Best Use of a Water Pistol of the Week.

Cassie squirting Sid.
A– Or Sid squirting his hamster. Oh, that sounds a bit rude.

Saddest Use of a Water Pistol of the Week.

Oh Cassie. :(

Sid to the Rescue of the Week.
“Michelle would never, never fuck a horse.”
M-LOLOL. Way to stand up for her honor, Sid!

Skins Advice of the Week.
“Life…lots of ups and downs…. Like a bird…flying. Find your wings. And do your fucking coursework or you’re fucked.”

Round Up.

J-Like I said before, I like how we learn things about other characters in this. I don’t think we really learn much about Sid that we didn’t know already. He’s grown up in the shadow of Tony and I think he’s honestly happy to stay there until something like this happens- then he realises how much of a negative influence he is on him.
I haven’t given up on Sid yet. He’s such an adorable character even though he’s so incredibly stupid. He needs to open his eyes a bit more. But I still love him.
A-Weirdly, I don’t think this episode made much of an impression the first time I watched it, and I only remembered the jist of it. But actually it is probably the funniest episode so far, mainly thanks to Sid’s dad. So many quotable lines.
So many bits of Skins aren’t necessarily the most realistic depictions of life for most teenagers, but I love how Sid really rings true in a lot of ways. The scene with the essay – we’ve all been there, staring at a blank screen – ‘Lech Walesa was a Polish man’ – LOL. He’s such a brilliant character that most folks can relate to. Because we all fuck up every now and again :)
M-I think I had “Oh Cass :(“ written at least 5x in my notes. She just broke my heart. And what is up with all the mothers leaving? First Chris’s mum, now Sid’s. I think Sid yelling at his dad and telling him things he himself needs to hear was a huge breakthrough for him. Sid pissed me off so much this ep with how he treated Cassie, but I still have hope for him. I love that Jal was there for Cass, as she was with Chris the episode before. And I’m sooooo curious if anything happens between Jal and Chris later.

Until next week…

10 thoughts on “What YA Watching? || Sunday Evening Skins: Episode # 5 Sid.
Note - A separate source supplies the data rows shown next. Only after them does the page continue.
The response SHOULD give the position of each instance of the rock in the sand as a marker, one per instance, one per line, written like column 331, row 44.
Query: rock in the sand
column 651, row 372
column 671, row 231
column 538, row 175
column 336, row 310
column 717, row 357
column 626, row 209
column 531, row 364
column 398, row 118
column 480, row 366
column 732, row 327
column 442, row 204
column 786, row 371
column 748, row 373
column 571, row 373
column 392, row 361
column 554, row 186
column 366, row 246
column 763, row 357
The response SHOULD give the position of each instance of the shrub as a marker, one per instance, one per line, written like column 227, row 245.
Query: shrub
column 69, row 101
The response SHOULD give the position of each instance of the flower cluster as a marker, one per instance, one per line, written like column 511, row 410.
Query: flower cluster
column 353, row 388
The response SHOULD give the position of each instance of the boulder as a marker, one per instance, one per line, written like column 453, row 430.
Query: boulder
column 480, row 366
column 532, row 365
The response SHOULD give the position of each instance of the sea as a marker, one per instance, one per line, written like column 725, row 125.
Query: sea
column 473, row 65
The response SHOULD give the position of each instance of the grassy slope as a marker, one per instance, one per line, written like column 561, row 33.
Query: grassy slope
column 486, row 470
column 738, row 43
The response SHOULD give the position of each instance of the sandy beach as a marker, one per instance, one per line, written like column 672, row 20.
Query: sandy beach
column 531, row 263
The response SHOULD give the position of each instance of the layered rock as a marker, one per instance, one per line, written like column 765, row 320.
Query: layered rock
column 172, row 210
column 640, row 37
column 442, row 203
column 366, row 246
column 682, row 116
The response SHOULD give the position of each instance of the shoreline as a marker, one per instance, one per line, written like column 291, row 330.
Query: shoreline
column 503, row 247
  1. No one answered about the girly street gangs! Are these things real? Jo, tell me the truth, are you in a girly street gang? You talking cheek? I’d love to write a longer comment but I’m busy bumping and grinding around my living room.

    • God, Flann. I was hoping this wouldn’t be dwelled on.
      OK. OK. I admit it… I’m a chav in a gang.
      I DO talk cheek and I’m not even sorry.
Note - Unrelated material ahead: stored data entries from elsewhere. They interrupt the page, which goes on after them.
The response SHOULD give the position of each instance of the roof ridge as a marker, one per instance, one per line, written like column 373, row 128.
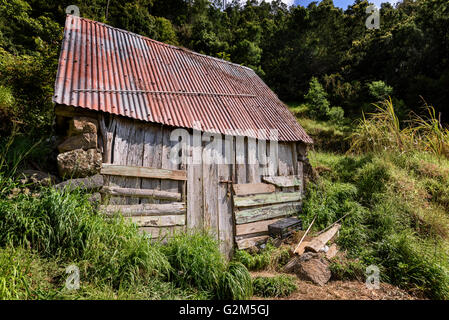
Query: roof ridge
column 163, row 43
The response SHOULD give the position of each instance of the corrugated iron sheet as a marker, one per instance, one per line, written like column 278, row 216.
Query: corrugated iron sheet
column 107, row 69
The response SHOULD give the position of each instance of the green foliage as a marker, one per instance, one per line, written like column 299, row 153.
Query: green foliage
column 393, row 222
column 235, row 283
column 274, row 287
column 316, row 98
column 379, row 90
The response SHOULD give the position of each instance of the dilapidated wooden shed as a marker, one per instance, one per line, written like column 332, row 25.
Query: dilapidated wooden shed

      I would be beating you up with a Lambrini bottle in my hand but I’m in the middle of a wine bar and I’m bumping against a boy who doesn’t shower and grinding against a boy with devil eyebrows.

  2. I make this face when I see Sid :s he’s just so…ag. I think I felt sorry for him at first but then I realised he’s just so stupid and oblivious and it drives me nuts.
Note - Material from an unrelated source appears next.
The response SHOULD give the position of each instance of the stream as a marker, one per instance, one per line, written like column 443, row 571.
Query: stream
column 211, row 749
    And ‘poor, Cass’ x 10000

    • Bloody Sid. Seriously, he has me having kittens all over the place.
      I absolutely adore Cassie…. I just want to cuddle her and make her eat a massive plate of fish and chips.

  3. ‘Tony would have a man bag. An evil man bag’

    LOL!!!! I can’t stop laughing. It’s so true.

    I adore Sid – smelly, ketchup covered Sid. (Actually I had a dream about his last night. We were on the train together.)

    And Cassie – and the water pistol. Bless her.

    And what the hell is Chris wearing!?!! I also loved the head pat. So cute!

  4. Sid made me so mad in this episode. But I also felt sorry for him. Tony is such a freaking arsehole, Michelle just needs to stop with him!
    Cassie breaks my heart. Don’t do it Cassie! He’s just a dumb boy! And you are lovely!
    It’s interesting that none of the characters really know what to do with her or say to her when she comes out with her crazy.
    This episode cemented my love for Jal. I think she may just be my fave character, which I never would have predicted at the start.